The Mayor of Gatlinburg has vowed that his town will rebuild following the November 2016 wildfires that have decimated the town. In a press conference that was broadcast nationally, Mayor Mike Werner referred to his town as a “very strong, very resellient community.” Werner also made pointed references to the town’s tourism saying that Gatlinburg would remain the “premier resort community” in the area. He had earlier stated, according to CNN, “It’s a devastating time for us, and for Gatlinburg. We’re strong and we’re resilient…we’re going to make it.”
Here’s what you need to know about the Mayor of Gatlinburg:
1. Werner Has Lost His Home & Business in the Fire
Werner said in a press conference that his home and business have been destroyed in the wildfires. Since 1985, Werner and his wife, Cindy Werner, have run the Highlands condos in Gatlinburg. They say on their official website, “Running The Highlands has been a dream because it allows us to share the best of our hometown with visitors from all over the world.”
He has also worked as a real estate agent in the town, while Cindy Werner is referred to as a “property management expert” on their website. The bio also says that “Coincidentally, Cindy’s father helped build the Gatlinburg Bypass: the main road leading to our condos.” The website also says that the condos underwent renovations in 2016.
2. Werner Was Elected Mayor of Gatlinburg in June 2015
According to the Sevier News Messenger, Werner was unanimously elected mayor of the town on June 2, 2015. His vice mayor Mark McCown. He is also an elected member of the board of directors of the Tennessee Municipal League. As part of that role, Werner helps the league promote municipal omnipotence as opposed to state governance. Werner is now in his eighth term as mayor of the town having previously served as a city council member for 18 years.
In addition to his political duties, Werner is known as the announcer for Gatlinburg-Pittman High School football games. On his LinkedIn page, Werner says that he is the president of Werner Enterprises.
3. His Daughter Is a Popular Christian Contemporary Singer in Tennessee
Werner’s daughter, Martha Christian, is a popular Christian contemporary singer in Tennessee. A bio on her says that she grew up in Illinois surrounded by Christian music. She is married to Joel Christian, her high school sweetheart. The couple is in charge of the music at Evergreen Presbyterian Church and has four children together.
In 2011, Martha won a talent show at the local Hard Rock Cafe and soon after released her first album, “Dare You To Trust Me.” She describes her music as “perhaps too honest for churches yet too Christian for bar rooms.”

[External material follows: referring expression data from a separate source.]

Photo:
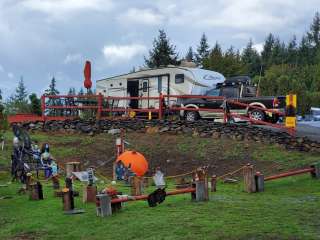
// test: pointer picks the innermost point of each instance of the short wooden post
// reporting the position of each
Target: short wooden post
(249, 180)
(28, 181)
(55, 182)
(202, 193)
(136, 186)
(316, 172)
(35, 191)
(67, 200)
(259, 179)
(103, 205)
(213, 183)
(72, 167)
(89, 194)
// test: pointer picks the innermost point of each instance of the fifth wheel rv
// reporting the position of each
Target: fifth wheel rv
(151, 82)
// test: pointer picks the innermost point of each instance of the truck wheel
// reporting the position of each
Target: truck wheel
(191, 116)
(257, 115)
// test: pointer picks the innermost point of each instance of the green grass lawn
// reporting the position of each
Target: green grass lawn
(288, 209)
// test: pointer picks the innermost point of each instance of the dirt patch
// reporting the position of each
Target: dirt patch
(175, 154)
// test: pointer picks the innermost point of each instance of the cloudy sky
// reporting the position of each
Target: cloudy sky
(45, 38)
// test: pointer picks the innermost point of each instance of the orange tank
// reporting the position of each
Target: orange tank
(139, 164)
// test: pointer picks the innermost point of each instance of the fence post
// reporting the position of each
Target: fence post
(259, 179)
(99, 106)
(249, 180)
(160, 105)
(43, 107)
(316, 172)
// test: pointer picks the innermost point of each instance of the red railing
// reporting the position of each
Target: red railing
(67, 105)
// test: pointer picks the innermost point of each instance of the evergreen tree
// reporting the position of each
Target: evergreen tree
(203, 50)
(305, 51)
(190, 55)
(266, 54)
(21, 92)
(52, 88)
(35, 103)
(314, 33)
(251, 59)
(81, 92)
(292, 52)
(215, 60)
(163, 52)
(72, 91)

During one of his media appearances in the wake of the 2011 fires, Werner mentioned that he has seven children.
4. Werner Attracted Controversy in 2016 When He Began Forcing Whiskey Distilleries to Charge for Tastings
In April 2016, Werner attracted controversy when he announced the passing of a law forcing the local Ole Smokey Distilleries to charge for tastings. The Knoxville News Sentinel quoted a statement from the distillery as saying, “The mayor of Gatlinburg, Mike Werner, informed the public that the reason behind this change is to monitor public disorderly conduct.”
The motivation behind the law was to maintain the area’s reputation as a family friendly destination.

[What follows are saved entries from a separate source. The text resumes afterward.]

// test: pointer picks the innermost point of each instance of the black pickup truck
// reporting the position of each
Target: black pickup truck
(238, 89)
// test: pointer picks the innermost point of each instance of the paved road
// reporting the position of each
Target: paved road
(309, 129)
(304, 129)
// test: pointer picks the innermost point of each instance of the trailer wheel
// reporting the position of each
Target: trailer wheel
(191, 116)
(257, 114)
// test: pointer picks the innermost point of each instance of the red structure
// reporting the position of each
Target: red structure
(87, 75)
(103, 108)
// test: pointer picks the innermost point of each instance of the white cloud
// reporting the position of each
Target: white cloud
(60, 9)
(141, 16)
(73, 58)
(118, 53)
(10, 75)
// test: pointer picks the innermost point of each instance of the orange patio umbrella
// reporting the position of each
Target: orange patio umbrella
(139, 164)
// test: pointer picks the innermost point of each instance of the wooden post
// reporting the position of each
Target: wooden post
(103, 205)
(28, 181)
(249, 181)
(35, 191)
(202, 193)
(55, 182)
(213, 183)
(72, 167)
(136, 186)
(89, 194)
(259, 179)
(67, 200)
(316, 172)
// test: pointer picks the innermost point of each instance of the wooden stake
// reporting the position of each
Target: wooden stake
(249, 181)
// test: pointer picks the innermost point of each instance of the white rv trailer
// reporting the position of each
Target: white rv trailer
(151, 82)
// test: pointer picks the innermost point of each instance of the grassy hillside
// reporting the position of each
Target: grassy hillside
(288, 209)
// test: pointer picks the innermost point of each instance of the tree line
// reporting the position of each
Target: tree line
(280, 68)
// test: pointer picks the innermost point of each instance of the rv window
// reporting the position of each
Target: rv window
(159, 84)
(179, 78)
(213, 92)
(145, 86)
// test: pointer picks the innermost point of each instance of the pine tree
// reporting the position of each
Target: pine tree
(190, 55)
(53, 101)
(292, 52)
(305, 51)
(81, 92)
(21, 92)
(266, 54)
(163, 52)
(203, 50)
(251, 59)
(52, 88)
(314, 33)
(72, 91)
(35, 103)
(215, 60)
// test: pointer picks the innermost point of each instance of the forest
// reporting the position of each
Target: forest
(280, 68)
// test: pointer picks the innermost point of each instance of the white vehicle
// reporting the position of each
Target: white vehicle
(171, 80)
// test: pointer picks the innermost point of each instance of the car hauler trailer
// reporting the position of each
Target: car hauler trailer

In addition, in August 2016, Werner called on congress to help to pay for the repairs needed at Great Smoky Mountains National Park, reported the Knoxville News Sentinel.
The newspaper quoted him as saying, “We need to make sure we care for what I call America’s heirloom. It takes money to maintain these resources…Something has got to be done or people won’t be able to continue to enjoy this beautiful park.” Werner often leads hikes through the park and has called it a “national treasure.”
5. The Superintendent of the Great Smoky Mountains National Park Has Called the Fires a ‘Perfect Storm’
The superintendent of the Great Smoky Mountains National Park, Cassius Cash, told WTAE that the fires have been “like a perfect storm.” Cash mentioned the heavy winds that helped to scatter the embers in the beginnings of the blaze. He later said that he believed the fire was “likely to be human-caused.”